Christoph Pflaum
Discretization of Elliptic Differential Equations Using Sparse Grids and Prewavelets

Friedrich-Alexander-Universität Erlangen-Nürnberg
Department Computer Science 10
Cauerstraße 11
D-91058 Erlangen
christoph.pflaum@fau.de
Rainer Hartmann

Sparse grids can be used to discretize second order elliptic differential equations on a d-dimensional cube. Using Galerkin discretization, we obtain a linear equation system with $O(N (\log N)^{d-1})$ unknowns. The corresponding discretization error is $O(N^{-1} (\log N)^{d-1})$ in the $H^1$-norm. A major difficulty in using this sparse grid discretization is complexity of the related stiffness matrix.
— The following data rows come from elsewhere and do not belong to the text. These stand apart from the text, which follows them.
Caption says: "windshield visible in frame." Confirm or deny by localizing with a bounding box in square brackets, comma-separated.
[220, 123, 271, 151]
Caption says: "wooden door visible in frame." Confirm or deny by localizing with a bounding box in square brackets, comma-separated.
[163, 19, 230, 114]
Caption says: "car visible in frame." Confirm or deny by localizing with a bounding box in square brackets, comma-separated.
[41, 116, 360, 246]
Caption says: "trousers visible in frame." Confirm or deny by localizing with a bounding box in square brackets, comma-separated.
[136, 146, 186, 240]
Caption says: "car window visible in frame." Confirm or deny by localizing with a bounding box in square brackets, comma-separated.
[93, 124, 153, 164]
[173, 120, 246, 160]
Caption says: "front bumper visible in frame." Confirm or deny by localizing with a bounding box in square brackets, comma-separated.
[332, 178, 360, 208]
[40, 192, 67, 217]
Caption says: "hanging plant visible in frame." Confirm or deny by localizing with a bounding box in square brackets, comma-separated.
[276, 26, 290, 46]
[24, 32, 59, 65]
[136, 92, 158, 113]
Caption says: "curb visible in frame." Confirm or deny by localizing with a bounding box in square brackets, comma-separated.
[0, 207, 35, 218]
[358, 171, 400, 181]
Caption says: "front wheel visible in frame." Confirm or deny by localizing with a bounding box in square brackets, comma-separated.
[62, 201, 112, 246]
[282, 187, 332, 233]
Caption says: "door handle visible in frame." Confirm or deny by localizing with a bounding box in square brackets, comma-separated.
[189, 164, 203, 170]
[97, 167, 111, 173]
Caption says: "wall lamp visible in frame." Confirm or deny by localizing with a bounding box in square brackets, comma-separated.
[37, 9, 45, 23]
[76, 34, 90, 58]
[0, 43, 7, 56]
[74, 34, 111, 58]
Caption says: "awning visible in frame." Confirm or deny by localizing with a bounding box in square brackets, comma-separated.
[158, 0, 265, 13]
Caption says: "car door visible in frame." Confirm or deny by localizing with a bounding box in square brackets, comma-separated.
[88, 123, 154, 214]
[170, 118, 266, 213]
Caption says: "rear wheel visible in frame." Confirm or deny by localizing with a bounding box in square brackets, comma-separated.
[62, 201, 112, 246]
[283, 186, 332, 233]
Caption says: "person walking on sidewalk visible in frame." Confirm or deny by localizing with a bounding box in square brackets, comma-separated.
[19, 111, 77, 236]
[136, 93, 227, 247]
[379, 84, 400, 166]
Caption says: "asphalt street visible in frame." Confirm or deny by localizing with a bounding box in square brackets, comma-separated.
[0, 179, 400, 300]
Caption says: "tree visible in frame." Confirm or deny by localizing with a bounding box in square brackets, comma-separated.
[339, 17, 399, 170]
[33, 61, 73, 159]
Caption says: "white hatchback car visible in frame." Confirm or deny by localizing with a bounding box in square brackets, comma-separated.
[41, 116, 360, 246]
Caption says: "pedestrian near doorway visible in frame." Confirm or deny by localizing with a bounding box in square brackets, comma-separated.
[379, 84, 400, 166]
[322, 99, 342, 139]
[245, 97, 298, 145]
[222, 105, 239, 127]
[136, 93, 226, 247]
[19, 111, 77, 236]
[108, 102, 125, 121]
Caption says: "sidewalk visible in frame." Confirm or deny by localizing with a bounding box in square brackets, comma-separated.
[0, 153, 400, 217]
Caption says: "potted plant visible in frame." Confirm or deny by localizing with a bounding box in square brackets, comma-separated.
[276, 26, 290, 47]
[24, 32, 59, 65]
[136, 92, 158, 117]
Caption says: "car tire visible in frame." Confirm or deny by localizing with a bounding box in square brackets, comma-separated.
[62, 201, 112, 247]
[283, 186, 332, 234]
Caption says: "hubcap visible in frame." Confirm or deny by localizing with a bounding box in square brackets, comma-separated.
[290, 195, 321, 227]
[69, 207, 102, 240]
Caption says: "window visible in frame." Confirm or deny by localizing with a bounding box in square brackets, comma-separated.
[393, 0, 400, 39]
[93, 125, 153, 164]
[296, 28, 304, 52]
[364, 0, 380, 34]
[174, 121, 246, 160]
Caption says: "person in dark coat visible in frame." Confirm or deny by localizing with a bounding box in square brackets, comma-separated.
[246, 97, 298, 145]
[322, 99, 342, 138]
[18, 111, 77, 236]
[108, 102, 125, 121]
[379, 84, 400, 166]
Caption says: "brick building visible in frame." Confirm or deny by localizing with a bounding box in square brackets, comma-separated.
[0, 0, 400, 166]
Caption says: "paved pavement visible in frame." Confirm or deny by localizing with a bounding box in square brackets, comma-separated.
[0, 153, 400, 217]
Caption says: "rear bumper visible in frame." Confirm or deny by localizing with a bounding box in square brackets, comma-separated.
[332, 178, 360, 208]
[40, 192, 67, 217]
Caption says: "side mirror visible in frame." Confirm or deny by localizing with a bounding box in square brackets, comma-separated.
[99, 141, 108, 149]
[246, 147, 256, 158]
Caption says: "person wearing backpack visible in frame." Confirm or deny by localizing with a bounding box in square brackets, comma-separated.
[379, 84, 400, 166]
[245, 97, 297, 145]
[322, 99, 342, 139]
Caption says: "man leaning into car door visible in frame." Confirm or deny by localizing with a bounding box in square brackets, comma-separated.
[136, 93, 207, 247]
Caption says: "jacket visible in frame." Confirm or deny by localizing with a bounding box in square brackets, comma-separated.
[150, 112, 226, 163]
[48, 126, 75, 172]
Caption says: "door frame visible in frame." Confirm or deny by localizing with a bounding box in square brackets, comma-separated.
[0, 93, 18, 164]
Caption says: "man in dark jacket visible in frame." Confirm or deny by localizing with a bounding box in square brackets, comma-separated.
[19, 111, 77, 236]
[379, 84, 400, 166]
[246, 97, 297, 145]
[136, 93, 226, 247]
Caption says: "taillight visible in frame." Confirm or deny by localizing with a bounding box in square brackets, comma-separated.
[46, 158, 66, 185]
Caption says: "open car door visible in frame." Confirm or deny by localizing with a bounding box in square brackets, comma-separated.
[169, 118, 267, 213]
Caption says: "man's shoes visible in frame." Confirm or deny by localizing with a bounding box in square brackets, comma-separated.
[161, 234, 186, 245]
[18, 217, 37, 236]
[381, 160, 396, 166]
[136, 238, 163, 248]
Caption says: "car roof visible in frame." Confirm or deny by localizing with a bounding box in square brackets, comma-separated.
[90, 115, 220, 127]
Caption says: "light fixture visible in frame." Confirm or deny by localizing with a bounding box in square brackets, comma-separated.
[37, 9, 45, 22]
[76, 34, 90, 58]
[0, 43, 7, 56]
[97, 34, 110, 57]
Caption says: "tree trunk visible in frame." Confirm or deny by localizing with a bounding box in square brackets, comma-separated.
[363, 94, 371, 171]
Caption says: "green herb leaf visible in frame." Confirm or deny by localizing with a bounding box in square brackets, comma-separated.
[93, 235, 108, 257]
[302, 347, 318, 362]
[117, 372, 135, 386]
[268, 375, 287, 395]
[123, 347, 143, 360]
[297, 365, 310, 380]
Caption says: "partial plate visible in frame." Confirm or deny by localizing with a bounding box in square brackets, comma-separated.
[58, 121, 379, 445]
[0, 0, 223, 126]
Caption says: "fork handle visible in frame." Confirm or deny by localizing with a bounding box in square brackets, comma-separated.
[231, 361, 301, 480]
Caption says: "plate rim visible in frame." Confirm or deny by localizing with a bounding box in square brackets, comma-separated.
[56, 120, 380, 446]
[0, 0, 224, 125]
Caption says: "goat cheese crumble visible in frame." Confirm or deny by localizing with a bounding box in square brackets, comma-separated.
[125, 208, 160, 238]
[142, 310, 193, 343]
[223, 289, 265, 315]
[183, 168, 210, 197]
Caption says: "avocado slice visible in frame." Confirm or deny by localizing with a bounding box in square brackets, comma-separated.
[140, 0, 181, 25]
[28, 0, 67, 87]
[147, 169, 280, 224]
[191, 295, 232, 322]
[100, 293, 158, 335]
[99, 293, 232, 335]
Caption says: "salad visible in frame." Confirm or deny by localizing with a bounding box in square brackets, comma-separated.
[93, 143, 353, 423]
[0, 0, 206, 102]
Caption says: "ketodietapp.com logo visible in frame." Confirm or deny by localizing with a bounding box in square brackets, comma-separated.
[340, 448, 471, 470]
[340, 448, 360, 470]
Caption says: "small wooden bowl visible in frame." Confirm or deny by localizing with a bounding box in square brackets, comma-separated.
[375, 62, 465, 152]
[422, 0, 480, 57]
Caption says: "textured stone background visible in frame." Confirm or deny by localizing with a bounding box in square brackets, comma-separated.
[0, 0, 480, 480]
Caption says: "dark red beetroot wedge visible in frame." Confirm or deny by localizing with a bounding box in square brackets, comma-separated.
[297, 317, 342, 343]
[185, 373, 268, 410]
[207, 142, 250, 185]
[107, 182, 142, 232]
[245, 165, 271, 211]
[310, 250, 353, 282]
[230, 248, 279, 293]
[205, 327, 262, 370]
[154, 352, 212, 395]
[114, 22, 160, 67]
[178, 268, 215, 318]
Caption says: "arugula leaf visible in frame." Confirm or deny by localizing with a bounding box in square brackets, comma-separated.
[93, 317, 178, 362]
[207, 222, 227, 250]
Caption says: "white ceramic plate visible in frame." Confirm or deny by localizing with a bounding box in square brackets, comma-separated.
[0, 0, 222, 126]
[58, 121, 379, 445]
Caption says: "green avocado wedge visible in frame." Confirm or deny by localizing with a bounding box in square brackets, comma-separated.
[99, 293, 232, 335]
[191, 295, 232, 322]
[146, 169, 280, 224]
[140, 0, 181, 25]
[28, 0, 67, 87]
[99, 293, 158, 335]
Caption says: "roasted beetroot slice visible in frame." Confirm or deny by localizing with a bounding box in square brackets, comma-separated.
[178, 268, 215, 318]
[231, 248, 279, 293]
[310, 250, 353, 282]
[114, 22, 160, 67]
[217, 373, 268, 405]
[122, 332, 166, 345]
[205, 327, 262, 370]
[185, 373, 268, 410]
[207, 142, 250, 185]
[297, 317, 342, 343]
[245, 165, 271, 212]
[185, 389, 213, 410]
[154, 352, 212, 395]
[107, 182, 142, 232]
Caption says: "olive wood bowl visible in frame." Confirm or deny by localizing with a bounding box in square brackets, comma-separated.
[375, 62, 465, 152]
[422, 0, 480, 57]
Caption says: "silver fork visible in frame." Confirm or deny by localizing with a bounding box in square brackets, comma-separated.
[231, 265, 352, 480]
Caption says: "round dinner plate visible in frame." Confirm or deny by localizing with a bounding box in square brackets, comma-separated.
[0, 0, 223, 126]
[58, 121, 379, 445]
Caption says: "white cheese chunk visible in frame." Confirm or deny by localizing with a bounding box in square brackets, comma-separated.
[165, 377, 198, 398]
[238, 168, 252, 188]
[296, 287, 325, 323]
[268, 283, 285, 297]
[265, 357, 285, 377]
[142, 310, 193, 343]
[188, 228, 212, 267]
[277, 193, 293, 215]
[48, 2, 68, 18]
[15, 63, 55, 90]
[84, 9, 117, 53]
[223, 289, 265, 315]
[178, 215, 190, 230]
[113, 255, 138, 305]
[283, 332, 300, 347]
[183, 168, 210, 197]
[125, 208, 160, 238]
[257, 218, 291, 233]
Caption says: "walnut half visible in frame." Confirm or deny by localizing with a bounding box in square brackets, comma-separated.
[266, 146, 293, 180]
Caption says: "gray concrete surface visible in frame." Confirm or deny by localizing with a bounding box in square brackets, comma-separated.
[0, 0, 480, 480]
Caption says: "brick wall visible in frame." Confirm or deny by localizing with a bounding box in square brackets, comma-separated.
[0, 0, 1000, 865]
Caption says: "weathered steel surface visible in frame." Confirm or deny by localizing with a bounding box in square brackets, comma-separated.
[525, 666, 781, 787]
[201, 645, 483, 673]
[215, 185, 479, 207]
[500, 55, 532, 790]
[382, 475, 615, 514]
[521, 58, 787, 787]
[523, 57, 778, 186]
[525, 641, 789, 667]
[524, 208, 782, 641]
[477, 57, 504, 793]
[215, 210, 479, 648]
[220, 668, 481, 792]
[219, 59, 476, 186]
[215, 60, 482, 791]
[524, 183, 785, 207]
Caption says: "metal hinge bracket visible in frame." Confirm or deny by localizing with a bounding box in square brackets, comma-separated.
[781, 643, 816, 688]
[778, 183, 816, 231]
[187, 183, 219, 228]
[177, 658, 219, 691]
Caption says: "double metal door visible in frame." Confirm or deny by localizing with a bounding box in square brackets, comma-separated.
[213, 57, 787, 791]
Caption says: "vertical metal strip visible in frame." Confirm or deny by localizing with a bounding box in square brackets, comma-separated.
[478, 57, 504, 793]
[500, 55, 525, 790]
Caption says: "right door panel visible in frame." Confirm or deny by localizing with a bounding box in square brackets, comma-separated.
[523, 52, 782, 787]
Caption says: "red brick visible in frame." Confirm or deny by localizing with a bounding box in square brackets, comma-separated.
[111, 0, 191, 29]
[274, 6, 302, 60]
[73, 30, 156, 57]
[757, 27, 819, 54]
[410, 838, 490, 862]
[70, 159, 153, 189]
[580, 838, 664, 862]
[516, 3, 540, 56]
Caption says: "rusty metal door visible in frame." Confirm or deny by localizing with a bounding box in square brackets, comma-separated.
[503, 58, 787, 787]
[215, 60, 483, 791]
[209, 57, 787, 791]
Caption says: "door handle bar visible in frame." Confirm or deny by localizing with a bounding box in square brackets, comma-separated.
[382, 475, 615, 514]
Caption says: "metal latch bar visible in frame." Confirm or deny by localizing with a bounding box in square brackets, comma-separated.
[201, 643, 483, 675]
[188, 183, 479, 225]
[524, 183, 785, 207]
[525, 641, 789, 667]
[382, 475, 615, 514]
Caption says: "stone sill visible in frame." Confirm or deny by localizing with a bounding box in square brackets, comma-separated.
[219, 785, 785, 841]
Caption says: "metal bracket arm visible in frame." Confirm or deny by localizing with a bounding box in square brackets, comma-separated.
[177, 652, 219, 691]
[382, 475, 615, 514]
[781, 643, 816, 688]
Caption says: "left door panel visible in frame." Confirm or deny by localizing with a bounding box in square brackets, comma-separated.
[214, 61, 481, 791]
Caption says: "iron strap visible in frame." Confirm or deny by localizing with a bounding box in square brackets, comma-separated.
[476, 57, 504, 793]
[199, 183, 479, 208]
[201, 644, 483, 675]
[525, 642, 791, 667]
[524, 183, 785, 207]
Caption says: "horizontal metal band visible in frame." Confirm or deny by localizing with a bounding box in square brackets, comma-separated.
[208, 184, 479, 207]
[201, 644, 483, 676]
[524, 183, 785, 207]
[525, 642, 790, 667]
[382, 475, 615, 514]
Consequently, only differential equations with constant coefficients could be efficiently discretized using sparse grids for $d>2$. To reduce the complexity of the sparse grid discretization matrix, we apply pre-wavelets. This simplifies the implementation of the multigrid Q-cylce. Furthermore, we present a new sparse grid discretization for Helmholtz equation with a variable coefficient c. This discretization utilizes a semi-orthogonality property. The convergence rate of this discretization in $H^1$-norm is $O(N^{-1} (\log N)^{d-1})$ for $d \leq 4$ and $O(N^{-(2/(d-2))})$ for $d \geq 5$.